A unique coalition of tribal government leaders, private partners and federal and local agencies in Washington State is working to help the Nisqually River watershed and its inhabitants adapt as its ecosystems shift due to climate change.

An article by Leslie Kaufman in the NY Times says the coalition is reserving land farther in from wetlands so that when the sea rises, the marsh will have room to move as well; it is also promoting hundreds of “rain gardens” to absorb artificially warmed runoff from paved spaces and keep it away from the river, and is installing logjams intended to use the river’s flow to hollow out its own bottom and create cooler pools for fish.

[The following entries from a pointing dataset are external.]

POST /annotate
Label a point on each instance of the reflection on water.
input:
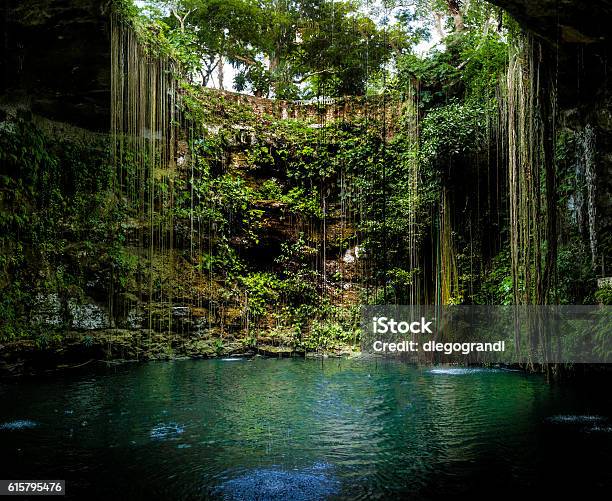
(304, 429)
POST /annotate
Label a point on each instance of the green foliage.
(452, 130)
(604, 295)
(261, 289)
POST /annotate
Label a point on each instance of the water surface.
(305, 429)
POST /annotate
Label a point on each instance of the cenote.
(304, 429)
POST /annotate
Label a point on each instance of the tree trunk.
(220, 72)
(455, 11)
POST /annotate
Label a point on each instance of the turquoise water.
(305, 429)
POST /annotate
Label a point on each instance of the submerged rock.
(275, 484)
(166, 431)
(19, 424)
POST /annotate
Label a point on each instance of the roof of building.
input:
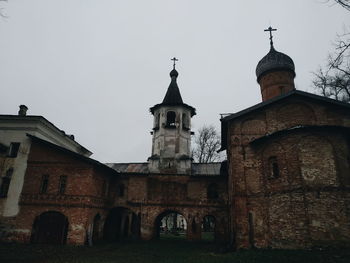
(198, 169)
(41, 119)
(74, 154)
(273, 61)
(173, 96)
(260, 106)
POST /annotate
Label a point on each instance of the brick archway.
(178, 224)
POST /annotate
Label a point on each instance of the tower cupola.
(275, 72)
(171, 143)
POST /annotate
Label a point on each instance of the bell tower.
(171, 142)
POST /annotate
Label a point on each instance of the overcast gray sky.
(94, 68)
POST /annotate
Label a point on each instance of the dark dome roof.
(273, 61)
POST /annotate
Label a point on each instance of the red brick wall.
(306, 205)
(82, 200)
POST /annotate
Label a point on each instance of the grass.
(165, 251)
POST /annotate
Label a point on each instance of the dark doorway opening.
(50, 228)
(208, 228)
(171, 225)
(121, 224)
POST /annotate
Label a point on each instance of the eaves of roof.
(74, 154)
(45, 122)
(262, 105)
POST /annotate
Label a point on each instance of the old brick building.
(285, 183)
(52, 192)
(288, 160)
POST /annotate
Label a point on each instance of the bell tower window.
(274, 171)
(170, 119)
(157, 122)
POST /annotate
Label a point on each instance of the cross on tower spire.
(174, 59)
(270, 29)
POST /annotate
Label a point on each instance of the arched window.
(212, 191)
(185, 122)
(44, 184)
(274, 171)
(157, 122)
(194, 226)
(170, 119)
(5, 184)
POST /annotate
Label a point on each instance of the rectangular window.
(105, 188)
(44, 184)
(5, 183)
(62, 185)
(13, 150)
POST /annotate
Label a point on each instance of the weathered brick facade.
(304, 200)
(286, 182)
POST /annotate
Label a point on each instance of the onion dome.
(274, 61)
(173, 96)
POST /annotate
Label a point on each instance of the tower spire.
(270, 29)
(174, 59)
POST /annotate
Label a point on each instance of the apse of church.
(288, 160)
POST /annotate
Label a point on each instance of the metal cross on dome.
(174, 59)
(270, 29)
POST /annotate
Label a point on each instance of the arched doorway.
(170, 225)
(121, 223)
(50, 228)
(208, 228)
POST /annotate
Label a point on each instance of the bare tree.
(2, 14)
(207, 143)
(333, 80)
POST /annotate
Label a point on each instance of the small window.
(274, 171)
(157, 122)
(62, 185)
(5, 183)
(13, 150)
(212, 191)
(44, 184)
(194, 226)
(121, 190)
(170, 119)
(185, 122)
(104, 188)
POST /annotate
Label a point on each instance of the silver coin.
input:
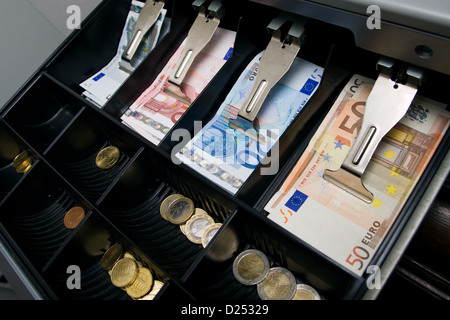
(196, 225)
(180, 210)
(279, 284)
(306, 292)
(251, 267)
(209, 233)
(166, 202)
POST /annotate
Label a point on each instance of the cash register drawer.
(62, 133)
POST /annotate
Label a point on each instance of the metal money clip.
(386, 105)
(275, 62)
(146, 19)
(200, 34)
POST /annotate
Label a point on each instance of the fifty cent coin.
(107, 157)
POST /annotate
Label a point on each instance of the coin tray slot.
(10, 147)
(139, 217)
(85, 251)
(42, 113)
(317, 49)
(433, 88)
(34, 214)
(75, 152)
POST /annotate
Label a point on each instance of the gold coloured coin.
(306, 292)
(20, 159)
(22, 162)
(111, 256)
(251, 267)
(279, 284)
(196, 226)
(180, 210)
(124, 272)
(166, 202)
(209, 233)
(73, 217)
(107, 157)
(141, 285)
(157, 285)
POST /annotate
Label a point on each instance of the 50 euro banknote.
(104, 83)
(336, 223)
(228, 157)
(155, 112)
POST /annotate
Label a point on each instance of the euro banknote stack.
(336, 223)
(155, 112)
(103, 84)
(228, 157)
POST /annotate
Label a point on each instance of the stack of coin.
(306, 292)
(129, 274)
(107, 157)
(73, 217)
(251, 267)
(198, 226)
(22, 162)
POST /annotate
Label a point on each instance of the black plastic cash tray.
(63, 132)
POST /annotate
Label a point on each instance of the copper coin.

Many scientists and policy analysts believe the best course of action is to do what conservationists have long tried to do: return ecosystems to their strongest natural health and then stay out of the way. This approach is known as resiliency. But as humans come to be adversely affected by the stepped-up ecological change, they also increasingly look to help Mother Nature out in more active ways.

In North Carolina, the United States Fish and Wildlife Service has teamed up with the Nature Conservancy to buy parcels just behind the Alligator River National Wildlife Refuge to allow the swamp to roll inland as the sea rises from glacial melt, and to help black bears and red foxes migrate to inland refuges.

In Montana, the Wildlife Conservation Society is working with land trusts and others to secure corridors just outside Glacier National Park for wide-ranging cold-sensitive species like wolverines.

Such projects are on the rise, in part, because an executive order in 2009 by President Obama led to a mandate that federal agencies integrate adaptation to climate change into all of their planning. But they often evolve, like Nisqually, into complex collaborations spurred more by imminent local ecological catastrophes.

In line with this trend, “Climate Change Adaptation and Water Governance,” the fifth adaptation report from ACT, is due for release in September 2011, and will outline new opportunities for effective water management in Canada.